De schietproef laat de beoordeling van de schutter toe en bestaat uit:
a. Het uitpakken van het wapen.
Aandachtspunten:
- Het wapen mag enkel worden neergelegd als het op een zichtbare manier ontladen is. (schuif of trommel open – voor jachtwapens: gebroken)
- De loop van het wapen dient in de richting van de doelen gericht te zijn.
b. Het schieten.
Het schieten van een reeks van vijf patronen met één of twee handensteun (naar keuze van de schutter) op 25 m. Tijdens het verloop van deze reeks wordt de veiligheidsvoorziening in werking gesteld en dient de schutter hierop te reageren. Indien er geen visuele of auditieve veiligheidsvoorziening aanwezig is wordt een alternatief afgesproken tussen de hoofdexaminator en de schutter. Op aangeven van de examinator wordt de resterende munitie verschoten.
c. Het schieten van een reeks van tweemaal vijf patronen met één hand op 25 m, herladen inbegrepen.
- Bevel van de examinator: is de schutter klaar ? – vullen met 5 patronen – laden en maak u klaar – vuur.
- De loop van het wapen moet gedurende de ganse oefening in de richting van de doelen gericht blijven.
- Nazicht door de examinator van het gebruik van de richtmiddelen en de beheersing van de schietrichting en de terugslag
- 70 % van de kogels dienen de kaart te raken, alle kogels dienen minstens in de schietzone (kogelvanger) terecht te komen.
- Er worden geen bevelen gegeven tussen de twee reeksen van vijf patronen. De kandidaat dient zelf te ontwapenen, te ontladen, te laden en verder te vuren.
- Het wapen mag enkel neergelegd worden als het zichtbaar ontladen is.
- Bij de inwerkingtreding van de alarmvoorziening (of op aangeven van de simulering ervan) dient de kandidaat:
- Onmiddellijk het vuren te stoppen.
- De wijsvinger uit de trekkerbeugel te verwijderen
- Het wapen te ontwapenen
- Het wapen te ontladen
- Het wapen pas neer te leggen als het zichtbaar ontladen is, dwz. patronen uit de trommel of patronen uit de patroonhouder of patronen uit de kamer.verwijderen
- Het wapen neer te leggen met de loop in de richting van de doelen.
d. De velduiteenname. Gaat door in de schietbox
De velduiteenname is beperkt tot het demonteren van het wapen - met het oog op het onderhoud - zonder gebruik te maken van hulpstukken. Deze handeling gebeurt in de schietbox nadat de veiligheidshandelingen zijn uitgevoerd.
Daar voor het demonteren van de meeste wapens hulpstukken nodig zijn (een inbussleutel of een schroevendraaier) zal dit onderdeel zich meestal beperken tot de mondelinge uiteenzetting over hoe men het wapen verder demonteert.
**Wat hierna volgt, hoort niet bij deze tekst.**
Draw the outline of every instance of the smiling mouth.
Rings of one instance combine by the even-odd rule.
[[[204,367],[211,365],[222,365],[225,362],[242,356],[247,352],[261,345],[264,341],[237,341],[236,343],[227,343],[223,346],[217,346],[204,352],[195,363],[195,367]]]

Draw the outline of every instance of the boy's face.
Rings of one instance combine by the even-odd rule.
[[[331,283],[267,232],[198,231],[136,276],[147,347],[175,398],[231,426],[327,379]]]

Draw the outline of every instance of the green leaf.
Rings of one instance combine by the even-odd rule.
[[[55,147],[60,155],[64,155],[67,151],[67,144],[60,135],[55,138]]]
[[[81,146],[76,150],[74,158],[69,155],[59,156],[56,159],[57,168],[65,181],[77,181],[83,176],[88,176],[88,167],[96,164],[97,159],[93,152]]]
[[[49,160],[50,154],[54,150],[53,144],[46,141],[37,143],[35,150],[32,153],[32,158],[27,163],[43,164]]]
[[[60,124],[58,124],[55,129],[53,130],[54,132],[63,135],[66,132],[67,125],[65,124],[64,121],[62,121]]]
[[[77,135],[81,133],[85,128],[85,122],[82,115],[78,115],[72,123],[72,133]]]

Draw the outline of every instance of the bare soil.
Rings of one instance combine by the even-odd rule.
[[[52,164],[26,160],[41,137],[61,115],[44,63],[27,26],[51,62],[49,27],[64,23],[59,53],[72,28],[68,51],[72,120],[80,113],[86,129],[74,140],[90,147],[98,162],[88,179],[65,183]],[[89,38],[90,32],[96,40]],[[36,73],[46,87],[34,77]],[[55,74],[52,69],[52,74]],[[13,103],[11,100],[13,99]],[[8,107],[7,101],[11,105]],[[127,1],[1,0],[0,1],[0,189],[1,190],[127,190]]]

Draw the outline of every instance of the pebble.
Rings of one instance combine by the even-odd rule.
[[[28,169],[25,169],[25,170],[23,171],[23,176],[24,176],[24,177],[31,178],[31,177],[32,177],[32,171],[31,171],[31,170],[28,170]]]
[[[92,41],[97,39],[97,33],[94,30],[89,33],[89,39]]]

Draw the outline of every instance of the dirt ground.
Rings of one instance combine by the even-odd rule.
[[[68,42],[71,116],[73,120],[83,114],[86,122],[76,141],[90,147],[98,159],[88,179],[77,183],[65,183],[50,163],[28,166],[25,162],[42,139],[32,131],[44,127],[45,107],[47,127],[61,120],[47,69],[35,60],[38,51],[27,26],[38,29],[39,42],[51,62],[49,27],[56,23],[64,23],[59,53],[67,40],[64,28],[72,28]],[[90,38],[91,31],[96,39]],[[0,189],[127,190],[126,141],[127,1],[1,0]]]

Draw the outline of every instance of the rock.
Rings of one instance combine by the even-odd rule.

Voor sommige zal het echter nodig zijn de schuif te demonteren en de loop en voortbrengveer van elkaar te scheiden. Bij een jachtwapen bestaat in veel gevallen de mogelijkheid het voorhout van het wapen te scheiden en de lopen van de kolf af te nemen.
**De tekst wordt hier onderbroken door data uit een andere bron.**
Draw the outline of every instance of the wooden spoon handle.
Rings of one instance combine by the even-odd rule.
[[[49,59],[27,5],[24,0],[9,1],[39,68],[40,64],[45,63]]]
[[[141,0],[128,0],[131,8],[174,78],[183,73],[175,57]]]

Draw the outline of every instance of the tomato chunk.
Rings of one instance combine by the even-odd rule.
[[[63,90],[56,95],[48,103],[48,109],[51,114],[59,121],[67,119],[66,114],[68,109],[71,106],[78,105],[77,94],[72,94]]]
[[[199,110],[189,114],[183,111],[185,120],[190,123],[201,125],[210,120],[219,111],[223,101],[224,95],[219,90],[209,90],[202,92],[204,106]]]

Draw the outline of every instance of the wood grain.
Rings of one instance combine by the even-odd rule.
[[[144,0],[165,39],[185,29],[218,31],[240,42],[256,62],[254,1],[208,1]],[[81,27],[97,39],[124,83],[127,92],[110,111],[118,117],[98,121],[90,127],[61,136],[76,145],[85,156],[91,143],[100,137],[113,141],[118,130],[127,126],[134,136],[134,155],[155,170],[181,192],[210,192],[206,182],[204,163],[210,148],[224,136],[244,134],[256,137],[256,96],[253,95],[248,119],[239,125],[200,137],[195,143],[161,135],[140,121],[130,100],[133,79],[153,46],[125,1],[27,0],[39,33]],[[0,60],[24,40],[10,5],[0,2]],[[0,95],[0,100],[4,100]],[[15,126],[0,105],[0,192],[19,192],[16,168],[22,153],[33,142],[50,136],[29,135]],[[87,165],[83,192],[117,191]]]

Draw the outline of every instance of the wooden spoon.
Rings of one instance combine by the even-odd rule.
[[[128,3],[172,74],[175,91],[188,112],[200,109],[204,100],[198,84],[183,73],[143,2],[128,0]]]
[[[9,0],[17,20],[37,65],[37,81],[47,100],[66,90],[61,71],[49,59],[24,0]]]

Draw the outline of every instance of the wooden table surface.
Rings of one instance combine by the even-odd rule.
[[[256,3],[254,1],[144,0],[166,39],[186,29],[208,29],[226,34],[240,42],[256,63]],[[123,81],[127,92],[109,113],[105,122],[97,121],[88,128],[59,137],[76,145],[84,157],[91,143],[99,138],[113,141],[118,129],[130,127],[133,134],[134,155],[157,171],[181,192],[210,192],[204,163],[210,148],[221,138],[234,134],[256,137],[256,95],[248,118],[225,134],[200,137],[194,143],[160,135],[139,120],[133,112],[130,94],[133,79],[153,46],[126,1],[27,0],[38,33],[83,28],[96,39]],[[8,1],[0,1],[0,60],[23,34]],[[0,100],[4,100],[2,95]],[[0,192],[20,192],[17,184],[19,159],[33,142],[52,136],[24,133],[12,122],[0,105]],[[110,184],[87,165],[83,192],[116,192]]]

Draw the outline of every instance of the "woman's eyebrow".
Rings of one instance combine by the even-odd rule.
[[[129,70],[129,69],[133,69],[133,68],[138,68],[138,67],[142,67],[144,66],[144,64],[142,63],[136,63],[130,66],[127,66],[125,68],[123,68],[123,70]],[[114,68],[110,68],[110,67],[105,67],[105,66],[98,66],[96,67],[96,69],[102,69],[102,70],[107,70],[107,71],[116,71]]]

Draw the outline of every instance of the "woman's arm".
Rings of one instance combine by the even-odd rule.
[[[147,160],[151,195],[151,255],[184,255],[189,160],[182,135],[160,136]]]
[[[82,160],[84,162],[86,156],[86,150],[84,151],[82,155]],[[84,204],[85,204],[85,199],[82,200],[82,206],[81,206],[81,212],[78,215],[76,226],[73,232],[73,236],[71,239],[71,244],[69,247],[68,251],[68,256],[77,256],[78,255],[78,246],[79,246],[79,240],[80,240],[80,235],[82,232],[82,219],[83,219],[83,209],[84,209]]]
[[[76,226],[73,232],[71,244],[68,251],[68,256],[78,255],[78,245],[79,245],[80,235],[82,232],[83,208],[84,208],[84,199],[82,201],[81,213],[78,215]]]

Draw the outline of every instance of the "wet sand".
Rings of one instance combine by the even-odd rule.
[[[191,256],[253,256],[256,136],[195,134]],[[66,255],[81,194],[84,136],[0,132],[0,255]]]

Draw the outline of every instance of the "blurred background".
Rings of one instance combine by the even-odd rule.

e. Het opbergen van het wapen.
f. Incidenten
De examinator zal de schietproef onmiddellijk stopzetten als de schutter
- De bevelen van de examinator negeert
- Buiten de schietzone schiet (wand, zoldering, vloer, tafel)
- Verder blijft schieten na het inwerkingtreden van de alarmvoorziening of van de afgesproken simulatie
De schutter wordt in voorkomend geval genoteerd als “niet geslaagd”
g. Attest van slagen
Na het beëindigen van de schietproef wordt aan de kandidaat een attest van slagen of een attest van niet-slagen overhandigd.